In Data Science we use these techniques many times. For example, we use clustering when run the model k mean clustering on data and draw inferences. In this we divide the data into clusters (groups) and then use these clusters to get insights from the data.

Time series Analysis:

Time series is a set of events measured at a time or in specific intervals of time. for example, weekly demand of a commodity, monthly sale of a product etc. Components of time series are:

• Secular Trend
• Seasonal Variations
• Cyclic Variation
• Irregular Variation

In machine learning we use various models like:

• ARIMA (Autoregressive integrated Moving Average),
• LSTM(Long-Short-Term-Memory),
• FB PROPHET etc.

These Models are use to analyze the time series data and predicting   future values. Below is the image showing the number of passengers in a train in a month showing day by day variations in the number of passengers in a train.

Hypothesis testing:  

Hypothesis plays a crucial role in Data science. In hypothesis testing we work on samples rather than population. Hypothesis is nothing but a statement. In other word we can say that hypothesis is a procedure based on which one can decide whether the hypothesis is rejected or accepted. Two type of hypothesis are:

• Null Hypothesis: Null hypothesis is the hypothesis of no difference. According to R. A. Fisher, any hypothesis which is tested for its possible rejection is called a null hypothesis and is denoted by H0. In a test of means if we say H0: µ1=µ2 it means there is no significant difference between the means of two populations.
• Alternative Hypothesis: Null hypothesis and alternative hypothesis both are mutually exclusive statements. Alternative hypothesis gives results Alternative to the null hypothesis, it is denoted by H1. In a test of means if we say H0: µ1=µ2, then alternative is H1: µ1 ≠µ2 it means there is a significant difference between the means of two population.
• P value: p value is the statistical concept widely used in Data Science in hypothesis testing. Large value of p indicates there are more chances to be null hypothesis true alternatively small value of p indicates that there are more chances that null hypothesis is rejected. P value in mostly cases is the value of alpha (level of significance). P value is used to take decision i.e. we compare the value of p with the value of test statistic and then take decisions.
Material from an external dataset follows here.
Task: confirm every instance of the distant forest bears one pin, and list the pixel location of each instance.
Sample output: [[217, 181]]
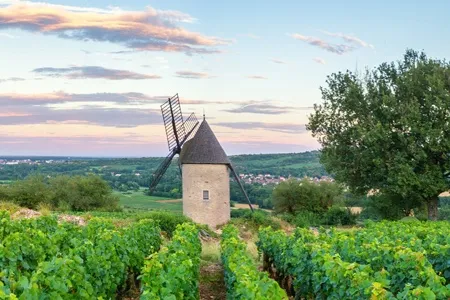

Following are the steps of hypothesis testing:

• Set up Null and Alternate Hypothesis
• Based on the data, analyze which test to be performed
• Select the level of significance or p value
• Set up the test criterion.
• Perform test and find the test statistic value.
• Then compare p value and test statistic and make decisions.

Conclusion:

To summarize, we can say that statistics plays vital role in Data Science as most of the models of Data Science has statistical concepts. We can’t interpret results of our models that are applies on data if we don’t have statistical knowledge. If a Data Scientist has a knowledge of statistical concepts and computer then he/she can give a beautiful shape to the data. Hence, we can say that statistics works like backbone in Data Science.